Nuanced Portrayals and Digital-Age Suspense
Simultaneously, the director has not crafted a screed against the vacuousness of the influencer industry. While it is satisfying to see CW manipulate different internet celebrities, and a sense reminiscent of Hitchcock of identification lets us to wish she evades capture, the filmmaker is somewhat understanding of the key influencer figures. In the first movie, he keyed into the isolation Madison experienced while on supposedly envy-worthy vacations. In this film, the director appears confident that just observing Jacob at work will make it clear that he is selling false masculinity to other gullible men; he avoids caricaturing the character. He even gives Jacob a measure of dignity by showing his genuine loyalty to his partner; he is two-faced, yet Ariana is a collaborator in his double standards, not a victim by it.

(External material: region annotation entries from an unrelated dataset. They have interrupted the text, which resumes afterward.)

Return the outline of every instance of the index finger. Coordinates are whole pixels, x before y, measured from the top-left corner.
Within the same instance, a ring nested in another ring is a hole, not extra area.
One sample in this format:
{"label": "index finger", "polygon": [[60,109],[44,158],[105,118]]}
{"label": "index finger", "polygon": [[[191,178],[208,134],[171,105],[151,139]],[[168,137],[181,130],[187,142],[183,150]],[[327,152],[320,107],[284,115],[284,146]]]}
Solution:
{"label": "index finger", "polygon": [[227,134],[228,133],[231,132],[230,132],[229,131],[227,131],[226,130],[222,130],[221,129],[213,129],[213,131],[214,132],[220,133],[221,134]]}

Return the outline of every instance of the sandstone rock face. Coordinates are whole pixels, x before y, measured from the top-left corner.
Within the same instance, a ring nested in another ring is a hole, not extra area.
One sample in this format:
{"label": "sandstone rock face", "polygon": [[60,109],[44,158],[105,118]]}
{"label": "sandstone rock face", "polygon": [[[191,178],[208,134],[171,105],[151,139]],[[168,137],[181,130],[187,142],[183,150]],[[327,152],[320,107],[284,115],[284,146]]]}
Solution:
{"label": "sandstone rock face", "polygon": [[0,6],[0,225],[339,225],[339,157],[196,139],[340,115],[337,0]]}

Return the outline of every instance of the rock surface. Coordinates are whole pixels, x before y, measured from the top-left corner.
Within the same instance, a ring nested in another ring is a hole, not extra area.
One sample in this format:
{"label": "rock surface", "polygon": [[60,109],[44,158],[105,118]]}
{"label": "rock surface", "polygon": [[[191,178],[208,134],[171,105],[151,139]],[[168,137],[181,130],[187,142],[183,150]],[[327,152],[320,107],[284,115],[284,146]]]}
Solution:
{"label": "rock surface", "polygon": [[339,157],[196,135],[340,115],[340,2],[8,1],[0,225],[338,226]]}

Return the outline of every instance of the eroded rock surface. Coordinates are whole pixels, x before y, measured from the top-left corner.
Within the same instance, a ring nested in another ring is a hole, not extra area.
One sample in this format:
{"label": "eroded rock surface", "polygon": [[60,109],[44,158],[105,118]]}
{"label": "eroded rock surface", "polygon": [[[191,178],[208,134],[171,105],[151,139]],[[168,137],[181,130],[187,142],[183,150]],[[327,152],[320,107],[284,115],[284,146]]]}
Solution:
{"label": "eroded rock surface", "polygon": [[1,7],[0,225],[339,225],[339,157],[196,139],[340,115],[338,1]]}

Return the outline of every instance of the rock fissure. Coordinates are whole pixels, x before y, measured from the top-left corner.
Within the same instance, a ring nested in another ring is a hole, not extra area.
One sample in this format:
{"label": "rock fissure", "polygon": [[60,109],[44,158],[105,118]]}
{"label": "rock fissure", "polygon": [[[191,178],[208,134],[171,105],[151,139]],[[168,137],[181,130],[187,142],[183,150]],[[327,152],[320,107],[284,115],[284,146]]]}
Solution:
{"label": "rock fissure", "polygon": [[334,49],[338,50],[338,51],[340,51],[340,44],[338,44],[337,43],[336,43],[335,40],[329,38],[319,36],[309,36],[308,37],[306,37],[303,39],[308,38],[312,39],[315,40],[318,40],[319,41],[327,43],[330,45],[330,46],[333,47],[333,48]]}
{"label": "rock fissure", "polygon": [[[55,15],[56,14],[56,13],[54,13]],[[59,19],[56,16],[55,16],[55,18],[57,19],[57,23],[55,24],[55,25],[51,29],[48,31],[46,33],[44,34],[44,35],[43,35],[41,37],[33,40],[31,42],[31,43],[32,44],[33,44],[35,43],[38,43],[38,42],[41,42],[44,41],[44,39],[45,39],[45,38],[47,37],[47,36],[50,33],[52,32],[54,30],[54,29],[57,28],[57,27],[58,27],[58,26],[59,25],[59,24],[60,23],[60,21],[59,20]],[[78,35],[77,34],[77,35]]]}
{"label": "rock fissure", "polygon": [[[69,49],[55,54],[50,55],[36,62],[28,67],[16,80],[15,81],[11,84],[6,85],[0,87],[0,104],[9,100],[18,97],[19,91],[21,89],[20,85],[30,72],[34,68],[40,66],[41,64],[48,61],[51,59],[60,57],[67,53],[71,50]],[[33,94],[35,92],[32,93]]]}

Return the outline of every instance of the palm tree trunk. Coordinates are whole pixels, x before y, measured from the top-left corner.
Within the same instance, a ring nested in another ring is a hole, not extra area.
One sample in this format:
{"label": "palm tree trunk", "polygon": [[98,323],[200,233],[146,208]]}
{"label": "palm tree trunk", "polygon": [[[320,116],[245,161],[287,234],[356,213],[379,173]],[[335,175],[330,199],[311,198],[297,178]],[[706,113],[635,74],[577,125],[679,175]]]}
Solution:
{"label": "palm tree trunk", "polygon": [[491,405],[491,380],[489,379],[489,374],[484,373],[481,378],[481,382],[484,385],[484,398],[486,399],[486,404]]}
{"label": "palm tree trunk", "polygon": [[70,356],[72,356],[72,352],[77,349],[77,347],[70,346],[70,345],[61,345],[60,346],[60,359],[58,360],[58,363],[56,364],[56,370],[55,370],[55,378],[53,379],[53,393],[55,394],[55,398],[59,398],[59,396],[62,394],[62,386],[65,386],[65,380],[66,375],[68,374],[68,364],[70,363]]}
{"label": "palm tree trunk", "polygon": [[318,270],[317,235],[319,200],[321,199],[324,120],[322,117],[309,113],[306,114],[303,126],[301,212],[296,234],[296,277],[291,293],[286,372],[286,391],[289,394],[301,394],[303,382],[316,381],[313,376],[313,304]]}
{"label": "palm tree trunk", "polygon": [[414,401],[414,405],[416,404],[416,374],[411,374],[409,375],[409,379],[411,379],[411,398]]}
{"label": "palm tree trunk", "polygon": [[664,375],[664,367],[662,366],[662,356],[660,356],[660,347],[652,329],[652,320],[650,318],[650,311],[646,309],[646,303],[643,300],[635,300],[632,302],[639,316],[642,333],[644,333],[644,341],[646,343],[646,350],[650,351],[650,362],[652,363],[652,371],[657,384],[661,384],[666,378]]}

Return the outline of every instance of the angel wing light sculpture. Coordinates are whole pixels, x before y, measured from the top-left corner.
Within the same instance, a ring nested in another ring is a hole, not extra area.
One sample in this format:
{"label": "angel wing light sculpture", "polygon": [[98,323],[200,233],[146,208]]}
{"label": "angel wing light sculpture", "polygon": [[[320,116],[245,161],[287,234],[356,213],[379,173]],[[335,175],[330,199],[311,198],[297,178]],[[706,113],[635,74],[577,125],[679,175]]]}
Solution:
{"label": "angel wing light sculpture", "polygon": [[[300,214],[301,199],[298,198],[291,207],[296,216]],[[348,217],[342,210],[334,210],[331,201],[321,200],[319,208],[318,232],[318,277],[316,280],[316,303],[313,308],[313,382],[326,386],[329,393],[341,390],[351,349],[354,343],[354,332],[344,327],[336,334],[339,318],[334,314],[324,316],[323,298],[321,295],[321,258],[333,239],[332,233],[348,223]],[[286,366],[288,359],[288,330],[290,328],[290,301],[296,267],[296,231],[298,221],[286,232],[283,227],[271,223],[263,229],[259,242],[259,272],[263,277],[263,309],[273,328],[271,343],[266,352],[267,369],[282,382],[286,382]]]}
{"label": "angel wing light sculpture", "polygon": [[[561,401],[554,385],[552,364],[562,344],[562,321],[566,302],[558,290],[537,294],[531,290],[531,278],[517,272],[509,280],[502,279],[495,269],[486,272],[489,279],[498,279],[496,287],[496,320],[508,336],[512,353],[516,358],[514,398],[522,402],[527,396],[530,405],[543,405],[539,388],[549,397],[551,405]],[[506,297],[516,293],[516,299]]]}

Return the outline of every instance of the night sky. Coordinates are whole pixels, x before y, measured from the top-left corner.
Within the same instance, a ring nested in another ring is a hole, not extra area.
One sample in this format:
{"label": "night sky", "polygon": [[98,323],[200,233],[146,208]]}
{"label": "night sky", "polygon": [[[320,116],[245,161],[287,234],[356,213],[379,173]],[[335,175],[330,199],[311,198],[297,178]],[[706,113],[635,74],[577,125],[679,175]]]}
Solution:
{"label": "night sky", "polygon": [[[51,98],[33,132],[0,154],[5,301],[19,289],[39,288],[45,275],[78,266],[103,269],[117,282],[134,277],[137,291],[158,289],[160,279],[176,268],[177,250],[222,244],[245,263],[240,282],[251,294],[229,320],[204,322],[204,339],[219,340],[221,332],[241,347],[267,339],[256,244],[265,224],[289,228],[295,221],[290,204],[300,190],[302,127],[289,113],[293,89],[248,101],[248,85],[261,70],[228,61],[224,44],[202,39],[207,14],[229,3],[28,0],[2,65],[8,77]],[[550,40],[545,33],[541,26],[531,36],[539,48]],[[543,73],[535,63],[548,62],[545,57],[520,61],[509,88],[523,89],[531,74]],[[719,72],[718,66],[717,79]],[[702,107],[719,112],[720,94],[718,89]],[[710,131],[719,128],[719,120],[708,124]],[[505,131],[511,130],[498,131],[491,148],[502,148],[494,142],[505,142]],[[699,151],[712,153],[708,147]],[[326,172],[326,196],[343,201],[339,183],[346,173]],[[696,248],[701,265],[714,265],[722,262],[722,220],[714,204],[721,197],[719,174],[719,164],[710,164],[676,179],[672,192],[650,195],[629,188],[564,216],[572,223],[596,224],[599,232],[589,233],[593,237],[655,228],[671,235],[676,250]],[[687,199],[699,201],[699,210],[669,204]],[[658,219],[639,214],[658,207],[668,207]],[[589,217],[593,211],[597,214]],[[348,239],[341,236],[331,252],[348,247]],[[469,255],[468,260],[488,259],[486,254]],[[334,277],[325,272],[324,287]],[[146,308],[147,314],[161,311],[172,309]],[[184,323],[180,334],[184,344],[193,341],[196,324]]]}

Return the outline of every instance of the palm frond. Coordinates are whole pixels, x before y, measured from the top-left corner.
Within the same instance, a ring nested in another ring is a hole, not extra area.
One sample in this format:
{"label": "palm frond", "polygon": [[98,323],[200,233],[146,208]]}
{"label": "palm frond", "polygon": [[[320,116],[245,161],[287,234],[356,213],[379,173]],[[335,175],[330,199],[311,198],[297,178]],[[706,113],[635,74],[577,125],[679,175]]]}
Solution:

The flip side of this balanced approach means it may occasionally seem as if he’s nodding at bits of modern online life without investigating them. This is particularly evident regarding how he brings AI into the plot, a fascinating turn that lacks the psychological edge it should have. The pluralized title for the film could offer fans of the first movie hope for a larger-scale escalation, and the movie does eventually provide exactly that, with an appropriately wild final act. However, initially, it resembles more a sleek Alfred Hitchcock movie than a frenzied, technology-obsessed Brian De Palma thriller. Influencers’ extensive use of actual places may also be what prevents it from coming across like pure nightmare fuel. The world might be saturated with always-online creators, digital deception, and exploitative travel, but reality itself remains present, at least for now.